Ganz zum Schluss, damit alle bleiben: Altmeister Lafontaine lässt seine genialische Gabe als Redner noch einmal aufblitzen und setzt einen starken Schlusspunkt beim BSW-Gründungsparteitag in Berlin.
Es ist ein bisschen wie bei den Stones. Oder eher: Wie bei Led Zeppelin. 30 Jahre hat es gedauert, bis sich Jimmy Page und Robert Plant nach dem tragischen Alkoholtod ihres Drummers John Bonham wieder auf einer Bühne blicken ließen, kurz vor Weihnachten 2007.
Der Parteitag hat sich über den ganzen Tag gedehnt. Sahra Wagenknecht am Mittag eine Rede gehalten, die an Meisterschaft, an Populismus und Demagogie kaum zu überbieten war. Danach zähe Stunden mit Anträgen und Debatten und Listenbewerbungen zur Europawahl. Jetzt ist es kurz nach sechs. Gerade noch rechtzeitig vor der „Tagesschau“ kommt die Zugabe von Oskar Lafontaine. Das politische Schlusswort ist ihm zugedacht, wohl auch, damit keiner vorher geht. Er ist der heimliche Star des Tages. Trauben von Menschen hatten sich in den vergangenen Stunden immer wieder um ihn gebildet, Mikrofonstangen sich ihm entgegengestreckt.
Jetzt ist er der Robert Plant für Sahra Wagenknecht, die die politischen Riffs vorher skrupellos-virtuos angeschlagen hat wie seinerzeit Jimmy Page auf seiner Gibson-Les-Paul-Gitarre.
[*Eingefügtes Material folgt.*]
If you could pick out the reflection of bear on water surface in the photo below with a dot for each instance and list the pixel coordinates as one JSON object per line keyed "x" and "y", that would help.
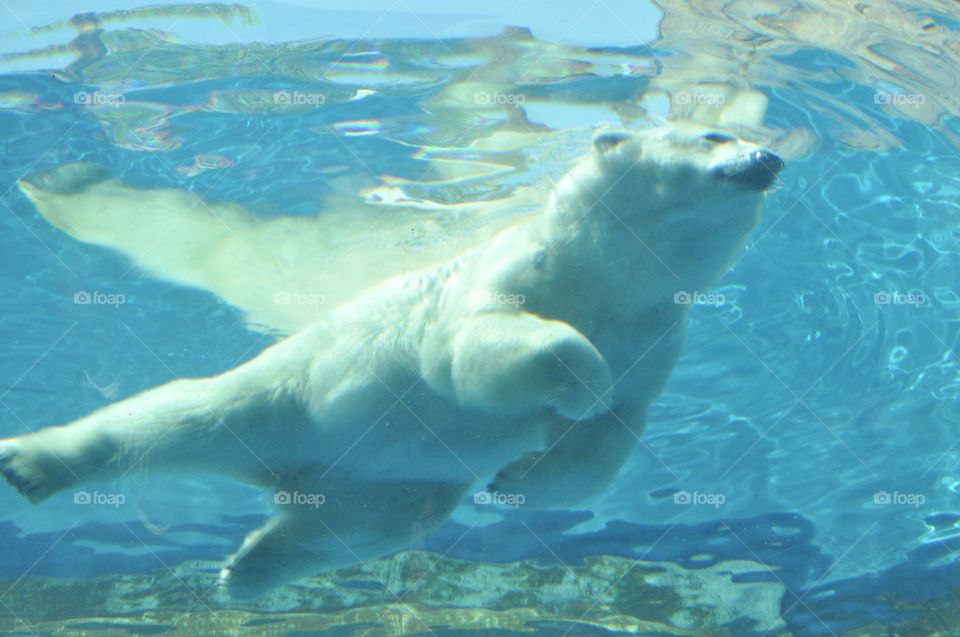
{"x": 372, "y": 423}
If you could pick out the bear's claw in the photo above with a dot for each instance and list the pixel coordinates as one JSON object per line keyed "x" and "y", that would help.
{"x": 19, "y": 473}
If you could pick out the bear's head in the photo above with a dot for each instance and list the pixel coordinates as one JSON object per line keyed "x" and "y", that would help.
{"x": 677, "y": 201}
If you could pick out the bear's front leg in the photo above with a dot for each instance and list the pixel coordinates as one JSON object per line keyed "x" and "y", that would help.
{"x": 515, "y": 363}
{"x": 578, "y": 460}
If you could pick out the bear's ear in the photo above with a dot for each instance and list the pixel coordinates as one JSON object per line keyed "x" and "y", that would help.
{"x": 606, "y": 140}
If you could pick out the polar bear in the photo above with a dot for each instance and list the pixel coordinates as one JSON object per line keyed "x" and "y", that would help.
{"x": 372, "y": 423}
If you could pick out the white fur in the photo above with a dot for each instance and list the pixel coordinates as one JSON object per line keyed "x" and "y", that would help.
{"x": 399, "y": 402}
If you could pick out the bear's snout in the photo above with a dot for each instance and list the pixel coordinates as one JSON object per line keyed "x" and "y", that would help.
{"x": 756, "y": 171}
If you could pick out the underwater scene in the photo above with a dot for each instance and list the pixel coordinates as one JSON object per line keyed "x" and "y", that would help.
{"x": 563, "y": 318}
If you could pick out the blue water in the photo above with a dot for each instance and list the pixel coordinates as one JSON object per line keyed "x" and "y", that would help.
{"x": 799, "y": 400}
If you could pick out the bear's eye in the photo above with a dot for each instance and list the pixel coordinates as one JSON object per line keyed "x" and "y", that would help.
{"x": 719, "y": 138}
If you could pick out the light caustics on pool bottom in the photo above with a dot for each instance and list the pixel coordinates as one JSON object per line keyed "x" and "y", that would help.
{"x": 819, "y": 395}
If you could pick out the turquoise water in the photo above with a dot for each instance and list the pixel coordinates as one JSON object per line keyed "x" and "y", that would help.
{"x": 818, "y": 401}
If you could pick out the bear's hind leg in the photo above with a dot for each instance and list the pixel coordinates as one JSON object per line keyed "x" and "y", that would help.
{"x": 186, "y": 423}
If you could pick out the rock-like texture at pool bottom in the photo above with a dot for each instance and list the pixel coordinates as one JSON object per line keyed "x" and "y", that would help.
{"x": 410, "y": 593}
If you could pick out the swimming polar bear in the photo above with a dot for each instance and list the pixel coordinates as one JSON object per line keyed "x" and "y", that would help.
{"x": 372, "y": 423}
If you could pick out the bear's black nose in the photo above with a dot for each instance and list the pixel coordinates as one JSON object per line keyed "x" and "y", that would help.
{"x": 756, "y": 170}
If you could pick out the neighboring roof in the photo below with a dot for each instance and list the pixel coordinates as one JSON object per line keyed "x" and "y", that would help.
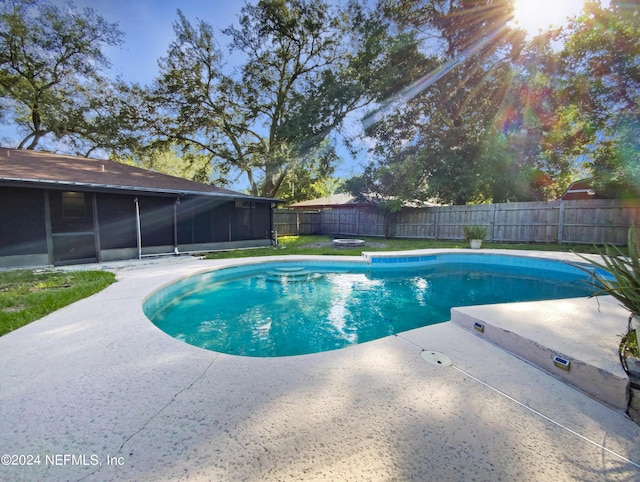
{"x": 579, "y": 190}
{"x": 38, "y": 168}
{"x": 340, "y": 200}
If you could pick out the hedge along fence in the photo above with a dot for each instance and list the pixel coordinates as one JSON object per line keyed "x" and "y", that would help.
{"x": 585, "y": 222}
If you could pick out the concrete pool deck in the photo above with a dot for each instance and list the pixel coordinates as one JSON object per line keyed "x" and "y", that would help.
{"x": 97, "y": 392}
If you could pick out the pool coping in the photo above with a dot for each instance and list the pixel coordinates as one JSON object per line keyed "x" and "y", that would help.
{"x": 106, "y": 381}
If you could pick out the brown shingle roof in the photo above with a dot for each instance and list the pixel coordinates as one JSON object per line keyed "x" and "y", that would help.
{"x": 37, "y": 167}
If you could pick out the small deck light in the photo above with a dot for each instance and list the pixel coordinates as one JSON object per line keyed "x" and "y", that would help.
{"x": 561, "y": 362}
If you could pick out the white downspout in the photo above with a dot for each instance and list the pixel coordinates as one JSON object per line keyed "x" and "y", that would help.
{"x": 138, "y": 230}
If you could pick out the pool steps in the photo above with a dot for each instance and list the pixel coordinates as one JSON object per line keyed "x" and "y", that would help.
{"x": 574, "y": 340}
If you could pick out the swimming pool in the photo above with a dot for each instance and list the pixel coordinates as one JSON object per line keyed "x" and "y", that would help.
{"x": 299, "y": 307}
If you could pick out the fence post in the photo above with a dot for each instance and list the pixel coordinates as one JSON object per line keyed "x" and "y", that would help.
{"x": 492, "y": 222}
{"x": 561, "y": 222}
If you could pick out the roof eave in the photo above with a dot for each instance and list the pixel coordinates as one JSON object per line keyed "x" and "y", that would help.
{"x": 23, "y": 182}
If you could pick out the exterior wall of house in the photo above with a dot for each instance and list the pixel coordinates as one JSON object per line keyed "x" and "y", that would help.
{"x": 42, "y": 227}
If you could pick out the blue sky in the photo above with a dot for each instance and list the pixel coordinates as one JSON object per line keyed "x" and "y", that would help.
{"x": 148, "y": 29}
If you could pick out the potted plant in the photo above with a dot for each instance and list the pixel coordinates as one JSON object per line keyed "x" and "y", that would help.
{"x": 475, "y": 235}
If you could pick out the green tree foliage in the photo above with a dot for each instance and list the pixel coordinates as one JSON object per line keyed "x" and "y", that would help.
{"x": 297, "y": 79}
{"x": 51, "y": 81}
{"x": 499, "y": 118}
{"x": 601, "y": 68}
{"x": 433, "y": 143}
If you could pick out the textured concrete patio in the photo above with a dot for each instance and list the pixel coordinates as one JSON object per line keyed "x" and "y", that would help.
{"x": 99, "y": 393}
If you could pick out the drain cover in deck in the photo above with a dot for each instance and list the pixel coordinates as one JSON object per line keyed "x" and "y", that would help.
{"x": 436, "y": 358}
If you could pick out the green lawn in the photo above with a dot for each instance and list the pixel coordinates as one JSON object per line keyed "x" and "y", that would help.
{"x": 320, "y": 245}
{"x": 27, "y": 295}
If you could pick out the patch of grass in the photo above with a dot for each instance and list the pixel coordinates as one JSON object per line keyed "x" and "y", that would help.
{"x": 321, "y": 245}
{"x": 26, "y": 295}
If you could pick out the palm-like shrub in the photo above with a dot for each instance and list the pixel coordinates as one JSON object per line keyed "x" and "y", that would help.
{"x": 624, "y": 282}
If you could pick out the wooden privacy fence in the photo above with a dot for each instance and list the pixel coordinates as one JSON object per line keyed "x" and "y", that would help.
{"x": 588, "y": 221}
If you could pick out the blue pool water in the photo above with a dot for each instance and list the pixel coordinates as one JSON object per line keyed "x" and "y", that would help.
{"x": 281, "y": 309}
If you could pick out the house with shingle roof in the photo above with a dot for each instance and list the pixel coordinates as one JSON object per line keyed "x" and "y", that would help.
{"x": 58, "y": 209}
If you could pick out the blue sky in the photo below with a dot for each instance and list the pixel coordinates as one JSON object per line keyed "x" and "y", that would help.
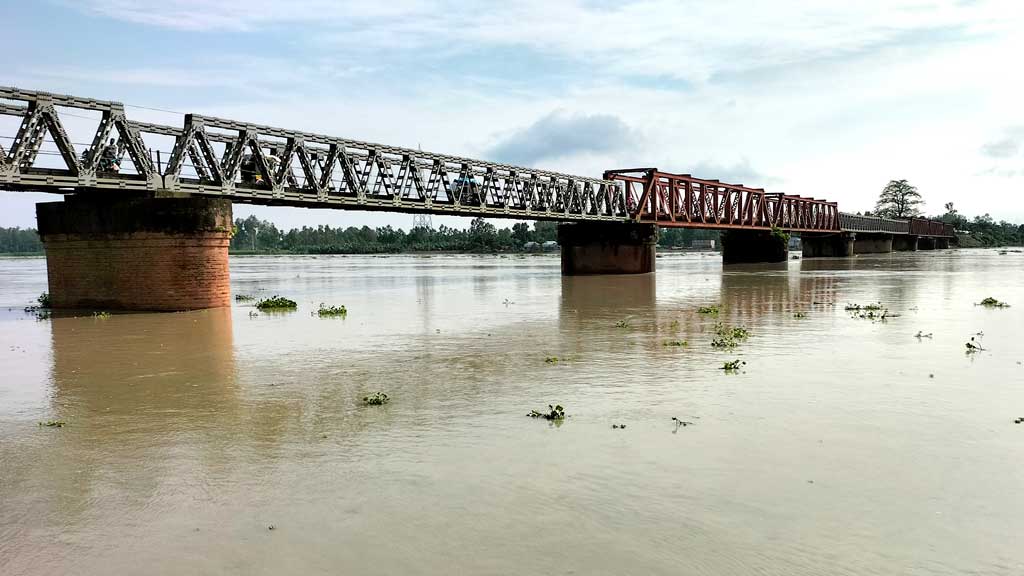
{"x": 830, "y": 100}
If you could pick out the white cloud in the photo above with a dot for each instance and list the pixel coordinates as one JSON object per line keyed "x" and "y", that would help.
{"x": 830, "y": 100}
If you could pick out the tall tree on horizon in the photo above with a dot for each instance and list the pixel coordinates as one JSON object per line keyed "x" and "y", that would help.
{"x": 898, "y": 200}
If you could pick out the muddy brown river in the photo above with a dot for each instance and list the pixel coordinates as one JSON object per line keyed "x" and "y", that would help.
{"x": 236, "y": 442}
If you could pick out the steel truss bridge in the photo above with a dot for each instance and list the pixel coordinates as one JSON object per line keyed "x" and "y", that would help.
{"x": 252, "y": 163}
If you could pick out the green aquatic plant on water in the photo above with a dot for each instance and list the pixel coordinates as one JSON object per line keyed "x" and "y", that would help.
{"x": 729, "y": 336}
{"x": 974, "y": 345}
{"x": 991, "y": 302}
{"x": 875, "y": 312}
{"x": 376, "y": 399}
{"x": 865, "y": 307}
{"x": 732, "y": 366}
{"x": 554, "y": 413}
{"x": 332, "y": 312}
{"x": 276, "y": 303}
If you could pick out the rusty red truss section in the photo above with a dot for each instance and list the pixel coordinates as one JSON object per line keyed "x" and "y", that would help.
{"x": 682, "y": 201}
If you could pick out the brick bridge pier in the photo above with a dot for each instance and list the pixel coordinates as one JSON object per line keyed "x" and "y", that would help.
{"x": 161, "y": 254}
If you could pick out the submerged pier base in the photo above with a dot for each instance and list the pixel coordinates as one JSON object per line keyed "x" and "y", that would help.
{"x": 905, "y": 243}
{"x": 160, "y": 254}
{"x": 607, "y": 248}
{"x": 834, "y": 244}
{"x": 748, "y": 246}
{"x": 872, "y": 244}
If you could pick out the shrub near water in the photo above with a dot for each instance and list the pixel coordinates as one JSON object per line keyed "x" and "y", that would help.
{"x": 991, "y": 302}
{"x": 332, "y": 312}
{"x": 276, "y": 303}
{"x": 376, "y": 399}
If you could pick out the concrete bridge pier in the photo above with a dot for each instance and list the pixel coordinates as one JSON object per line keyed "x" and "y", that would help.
{"x": 749, "y": 246}
{"x": 607, "y": 248}
{"x": 161, "y": 254}
{"x": 872, "y": 244}
{"x": 837, "y": 244}
{"x": 905, "y": 243}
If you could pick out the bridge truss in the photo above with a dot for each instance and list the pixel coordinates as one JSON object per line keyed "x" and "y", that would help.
{"x": 681, "y": 200}
{"x": 209, "y": 157}
{"x": 252, "y": 163}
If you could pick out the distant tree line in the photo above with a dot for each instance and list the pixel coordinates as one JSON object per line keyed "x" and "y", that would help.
{"x": 983, "y": 231}
{"x": 901, "y": 200}
{"x": 19, "y": 240}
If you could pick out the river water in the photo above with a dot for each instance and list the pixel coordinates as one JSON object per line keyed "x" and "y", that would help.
{"x": 225, "y": 441}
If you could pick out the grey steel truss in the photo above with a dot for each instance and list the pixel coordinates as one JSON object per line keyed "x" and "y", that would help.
{"x": 265, "y": 165}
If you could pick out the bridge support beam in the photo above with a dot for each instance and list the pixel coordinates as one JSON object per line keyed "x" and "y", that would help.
{"x": 905, "y": 243}
{"x": 837, "y": 244}
{"x": 872, "y": 244}
{"x": 161, "y": 254}
{"x": 748, "y": 246}
{"x": 607, "y": 248}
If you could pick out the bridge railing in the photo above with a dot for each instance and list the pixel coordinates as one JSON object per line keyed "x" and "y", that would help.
{"x": 913, "y": 227}
{"x": 681, "y": 200}
{"x": 857, "y": 222}
{"x": 261, "y": 164}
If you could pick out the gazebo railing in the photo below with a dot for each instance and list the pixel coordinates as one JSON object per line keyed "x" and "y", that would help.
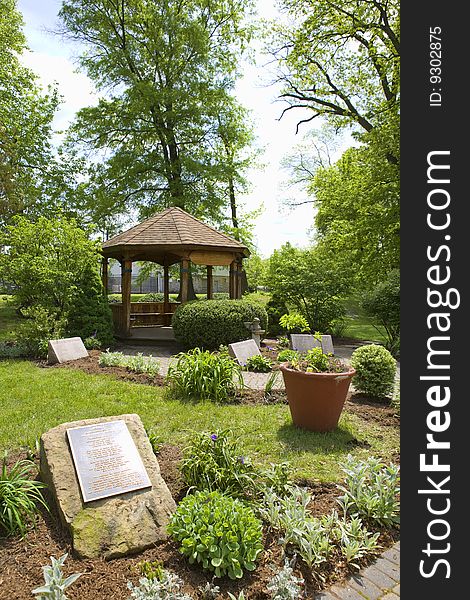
{"x": 143, "y": 314}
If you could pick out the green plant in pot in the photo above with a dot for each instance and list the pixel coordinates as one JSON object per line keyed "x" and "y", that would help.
{"x": 317, "y": 385}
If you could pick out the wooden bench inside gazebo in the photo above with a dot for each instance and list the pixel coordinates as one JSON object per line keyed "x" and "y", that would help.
{"x": 169, "y": 237}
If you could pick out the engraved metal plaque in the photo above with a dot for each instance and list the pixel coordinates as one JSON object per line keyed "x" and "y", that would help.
{"x": 106, "y": 460}
{"x": 242, "y": 351}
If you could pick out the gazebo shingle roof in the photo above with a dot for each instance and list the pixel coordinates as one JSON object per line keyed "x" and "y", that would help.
{"x": 175, "y": 227}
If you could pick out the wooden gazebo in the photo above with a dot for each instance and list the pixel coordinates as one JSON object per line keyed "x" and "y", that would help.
{"x": 169, "y": 237}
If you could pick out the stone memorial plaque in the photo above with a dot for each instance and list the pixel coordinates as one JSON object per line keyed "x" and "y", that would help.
{"x": 303, "y": 342}
{"x": 242, "y": 351}
{"x": 60, "y": 351}
{"x": 327, "y": 344}
{"x": 106, "y": 460}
Bedächtig begibt sich Oskar Lafontaine ans Rednerpult in der ziemlichen coolen Location des Kosmos Kino fast am Ende der Berliner Karl-Marx-Allee, der früheren Prachtstraße der DDR. Das Rednerpult, das war über Jahrzehnte der natürliche Ort des Oskar Lafontaine. Kaum einer beherrschte in seiner aktiven Zeit die Parteitagsrede wie er.
An diesem Pult kann er unwiderstehlich sein. Nimmt Fühlung mit dem Saal auf und redet sich im Wechselspiel mit dem Publikum in einen Rausch. Dosiert das Gas. Tritt mal durch. Nimmt mal Fahrt raus. So war das immer. Einmal in Mannheim 1995, hat er mit so einer Rede und dieser Gabe einen SPD-Parteivorsitzenden weggeputscht. „Ihr seht also, liebe Genossinnen und Genossen, es gibt noch Politikentwürfe, für die wir uns begeistern können!“, rief er in den Saal. Am nächsten Tag verlor Rudolf Scharping das Vorsitzendenamt und musste es an Lafontaine abtreten.
Seine Stimme ist zu Beginn belegt, seine Artikulation verwaschen, die Zunge etwas schwer. Seine Frau und andere hätten ihn gebeten, auf diesem Parteitag zu sprechen. Das könnte doch der Oskar Lafontaine machen – sprechen, während für die Europaliste ausgezählt werde. „Und wenn die Frau das sagt, dann macht der Saarländer das“, witzelt Lafontaine zur Freude des Saals.
Er sei gefragt worden: Das sei ja nun schon die dritte Partei, für die er tätig werde. „Ist das denn jetzt die letzte?“ Und Lafontaine, er kommt langsam in Fahrt, führt aus, dass er die bisherigen Vereine, die SPD und die Linke verlassen habe, weil diese ihre eigenen Grundsätze verlassen hätten. Er führt an, sogar die „Zeit“, nicht eben das Verlautbarungsorgan des BSW, schreibe, dass es eine Lücke für diese Partei gebe. Gute Löhne: Da müsse es doch eine Partei geben, die diese Aufgabe erfüllt!“ Zum zweiten eine Partei für Frieden und Abrüstung „gegen alle anderen, die für Krieg und Aufrüstung sind!“
Er kommt in Fahrt, genießt den regelmäßigen Beifall, der seine Rede begleitet. Lafontaine verwebt Populismus und bildungsbeflissene Verweise an die alten Griechen und deren Stadtstaat, die Polis. Als Hinweis darauf, dass diese Demokratie in Gefahr ist, wenn die Leute auf die Straße gehen, weil sie ihre Interessen in der Politik nicht mehr vertreten sähen.
Die Aufmerksamkeit des Saales tut ihm sichtbar gut, wirkt wie ein Jungbrunnen. Zuletzt war es ruhig geworden um den großen Gescheiterten der deutschen Nachkriegspolitik. Zu seinem 80. Geburtstag im vergangenen September hatte er ein paar handverlesene Journalisten zu Hause in Saarbrücken empfangen, aber nur die, die er einigermaßen leiden kann. Viele waren es nicht. Er kann nicht mehr viele leiden im politisch-publizistischen Komplex. Er ist der Moby Dick der deutschen Politik. Verletzt, verbittert. Aber immer noch ein unverwechselbarer weißer Wal. Der, wenn er bläst, diejenigen in den Bann ziehen kann, die das miterleben.